What I find incredibly interesting, is that at least one observer at the time claimed that the conflict between Haiti and France after 1804 should be considered a “civil war.” In a debate surrounding the prohibition on trade with Haiti in the United States in 1806, Senator Samuel White of Delaware proclaimed a lengthy speech in support of continuing the trade with Haiti. To help make his case, White tried to prove that prohibiting trade with Haiti was contrary to the law of nations. The status of Haitians as free citizens (according to the 1794 law), White argued, meant that the battle between St. Domingo and France was not a “rebellion” but instead a “civil war.” He cited Emmerich de Vattel in support of this argument. “Custom appropriates the term of civil war,” White read from Vattel’s writings, “to every war between the members of one and the same political society. If it be between part of the citizens on the one side, and the sovereign, with those who continue in obedience to him, on the other; provided the malcontents have any reason for taking up arms nothing further is required to entitle such disturbance to the name of civil war, and not that of rebellion.” White cited resistance against political and personal slavery as a very just cause for war. Once he had established that the conflict should be considered a civil war, White argued that in such scenarios neutral nations were to treat both parties equally. White did not win his case in Congress and the United States prohibited trade with Haiti in 1806.

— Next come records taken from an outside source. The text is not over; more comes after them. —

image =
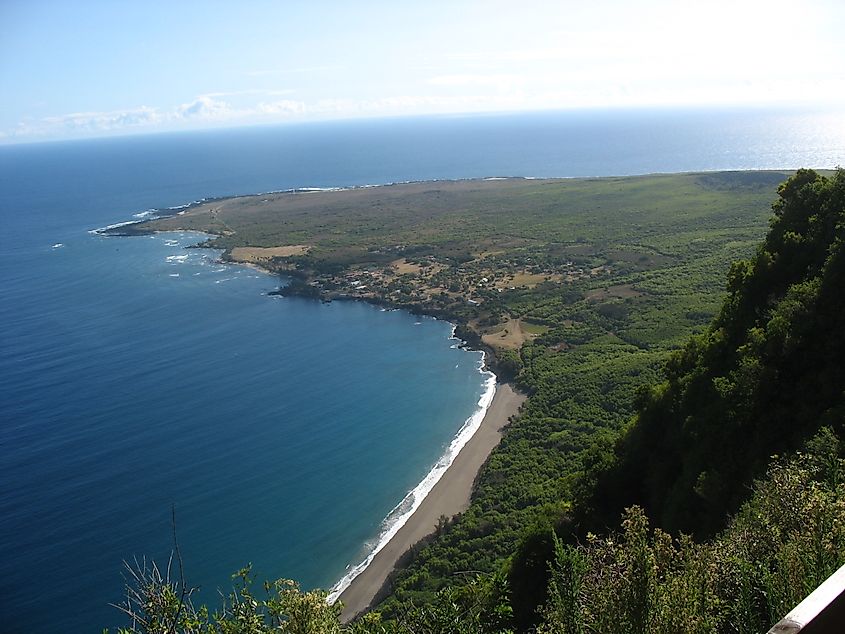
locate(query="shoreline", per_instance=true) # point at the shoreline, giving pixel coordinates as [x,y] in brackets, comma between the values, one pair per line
[445,490]
[449,496]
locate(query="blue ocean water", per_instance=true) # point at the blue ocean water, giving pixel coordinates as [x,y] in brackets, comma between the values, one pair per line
[136,373]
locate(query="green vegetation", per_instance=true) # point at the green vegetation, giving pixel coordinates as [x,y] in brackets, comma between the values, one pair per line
[640,406]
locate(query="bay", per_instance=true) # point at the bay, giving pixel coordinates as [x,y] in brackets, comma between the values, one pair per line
[136,374]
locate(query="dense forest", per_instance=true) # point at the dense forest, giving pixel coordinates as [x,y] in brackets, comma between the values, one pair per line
[655,481]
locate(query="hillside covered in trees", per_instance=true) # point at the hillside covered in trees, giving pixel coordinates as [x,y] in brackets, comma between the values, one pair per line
[618,425]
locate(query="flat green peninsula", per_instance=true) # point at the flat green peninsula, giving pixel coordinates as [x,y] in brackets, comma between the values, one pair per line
[583,288]
[510,260]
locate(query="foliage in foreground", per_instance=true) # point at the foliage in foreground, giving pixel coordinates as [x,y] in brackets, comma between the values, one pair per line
[781,545]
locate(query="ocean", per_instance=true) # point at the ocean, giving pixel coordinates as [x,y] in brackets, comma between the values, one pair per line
[138,375]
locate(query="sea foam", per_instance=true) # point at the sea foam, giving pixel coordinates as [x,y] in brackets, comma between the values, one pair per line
[402,512]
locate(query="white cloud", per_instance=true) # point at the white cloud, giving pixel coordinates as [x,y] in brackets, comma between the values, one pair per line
[206,107]
[284,106]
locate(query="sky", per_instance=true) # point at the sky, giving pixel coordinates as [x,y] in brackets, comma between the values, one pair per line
[84,68]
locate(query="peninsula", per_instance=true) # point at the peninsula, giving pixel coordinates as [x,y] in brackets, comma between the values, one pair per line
[596,280]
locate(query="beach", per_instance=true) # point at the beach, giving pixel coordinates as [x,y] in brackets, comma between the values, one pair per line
[451,495]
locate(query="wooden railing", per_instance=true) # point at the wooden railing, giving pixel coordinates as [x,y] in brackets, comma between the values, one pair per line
[822,612]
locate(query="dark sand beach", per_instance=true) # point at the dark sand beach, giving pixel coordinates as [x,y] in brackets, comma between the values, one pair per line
[449,496]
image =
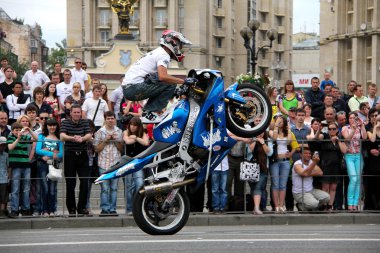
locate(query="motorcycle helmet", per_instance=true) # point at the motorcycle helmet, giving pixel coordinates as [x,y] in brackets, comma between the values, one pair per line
[174,41]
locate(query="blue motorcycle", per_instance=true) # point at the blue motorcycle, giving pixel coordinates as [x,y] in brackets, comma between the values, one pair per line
[189,143]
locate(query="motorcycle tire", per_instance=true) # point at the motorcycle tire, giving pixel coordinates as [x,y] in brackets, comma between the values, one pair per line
[151,219]
[254,117]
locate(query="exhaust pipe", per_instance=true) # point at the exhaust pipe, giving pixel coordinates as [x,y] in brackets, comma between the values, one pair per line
[164,187]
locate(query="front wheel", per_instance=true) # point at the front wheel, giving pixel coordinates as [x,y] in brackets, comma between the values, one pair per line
[153,219]
[252,118]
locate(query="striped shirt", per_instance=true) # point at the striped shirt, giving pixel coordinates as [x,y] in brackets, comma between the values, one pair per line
[19,156]
[71,128]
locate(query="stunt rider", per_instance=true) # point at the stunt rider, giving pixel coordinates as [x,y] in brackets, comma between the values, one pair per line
[149,78]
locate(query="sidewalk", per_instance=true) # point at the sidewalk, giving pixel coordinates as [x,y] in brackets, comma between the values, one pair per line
[195,219]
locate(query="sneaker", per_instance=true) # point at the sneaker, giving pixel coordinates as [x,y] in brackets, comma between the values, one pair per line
[151,117]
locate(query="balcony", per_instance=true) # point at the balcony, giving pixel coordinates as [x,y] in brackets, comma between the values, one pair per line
[159,3]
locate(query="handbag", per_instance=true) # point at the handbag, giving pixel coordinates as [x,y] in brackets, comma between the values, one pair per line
[249,171]
[54,173]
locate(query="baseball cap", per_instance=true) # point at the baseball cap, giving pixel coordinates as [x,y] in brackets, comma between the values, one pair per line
[3,140]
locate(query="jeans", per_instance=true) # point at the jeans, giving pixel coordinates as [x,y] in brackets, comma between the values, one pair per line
[133,183]
[158,93]
[108,193]
[48,194]
[22,174]
[354,164]
[218,189]
[279,172]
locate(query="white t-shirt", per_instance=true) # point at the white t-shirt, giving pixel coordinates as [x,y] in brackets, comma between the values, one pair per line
[116,97]
[148,64]
[89,106]
[64,90]
[297,179]
[79,76]
[34,80]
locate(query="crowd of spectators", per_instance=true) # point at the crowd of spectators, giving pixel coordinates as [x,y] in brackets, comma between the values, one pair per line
[321,151]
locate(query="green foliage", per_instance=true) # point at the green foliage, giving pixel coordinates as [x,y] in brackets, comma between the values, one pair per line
[57,54]
[20,68]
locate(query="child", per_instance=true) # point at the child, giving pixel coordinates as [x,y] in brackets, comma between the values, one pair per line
[4,163]
[18,142]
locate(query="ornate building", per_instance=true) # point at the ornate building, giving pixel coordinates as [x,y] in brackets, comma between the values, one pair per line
[212,26]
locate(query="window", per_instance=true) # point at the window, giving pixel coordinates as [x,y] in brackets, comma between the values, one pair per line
[219,42]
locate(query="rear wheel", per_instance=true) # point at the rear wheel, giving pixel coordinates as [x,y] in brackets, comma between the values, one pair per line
[252,118]
[153,219]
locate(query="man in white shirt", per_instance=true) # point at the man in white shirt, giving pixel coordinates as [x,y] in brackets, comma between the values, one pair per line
[79,75]
[304,194]
[149,78]
[33,78]
[95,107]
[65,88]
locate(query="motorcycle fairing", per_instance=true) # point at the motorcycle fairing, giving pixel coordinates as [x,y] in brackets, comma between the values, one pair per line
[233,94]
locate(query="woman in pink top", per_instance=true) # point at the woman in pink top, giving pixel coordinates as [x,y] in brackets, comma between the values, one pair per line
[353,133]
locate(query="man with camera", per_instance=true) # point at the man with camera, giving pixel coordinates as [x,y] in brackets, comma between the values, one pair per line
[304,194]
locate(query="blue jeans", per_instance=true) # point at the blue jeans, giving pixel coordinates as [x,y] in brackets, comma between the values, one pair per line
[218,189]
[133,183]
[279,172]
[48,195]
[22,174]
[354,164]
[108,193]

Armitage argues that many “self-conscious revolutionaries… were well aware [that] the scripts of civil war and revolution had much in common and were difficult to disentangle.” I too am having difficulty disentangling the two – if it can be done – and I welcome any additional thoughts on the issue.
 “Mr. White’s Speech in the Senate of the United States, on the bill interdicting all intercourse between the United States and the island of St. Domingo; February 20, 1806,” ([no publication information], 1806).
 White, 11; White cites from Vattel’s chapter on Civil War: Emmerich de Vattel, The Law of Nations, Or, Principles of the Law of Natures, Applied to the Conduct and Affairs of Nations and Sovereigns, Joseph Chitty, ed., (Cambridge: Cambridge University Press, 1834), 424; Lauren Benton highlights that thirteen years later US President James Monroe defined the “status of Spain’s former colonies as belligerents in a civil war.” Lauren Benton, “Strange Sovereignty: The Provincia Oriental in the Atlantic World,” Mexico 20/10, La Modernidad en el Atlantico Iberamericano; see also Jaime E. Rodriguez O., The Independence of Spanish America, (Cambridge, 1998).
 This paragraph is a modified excerpt from my dissertation, “’So Many Schemes in Agitation’: The Haitian State and the Atlantic World, (Ph.D. Dissertation, Duke University, 2012).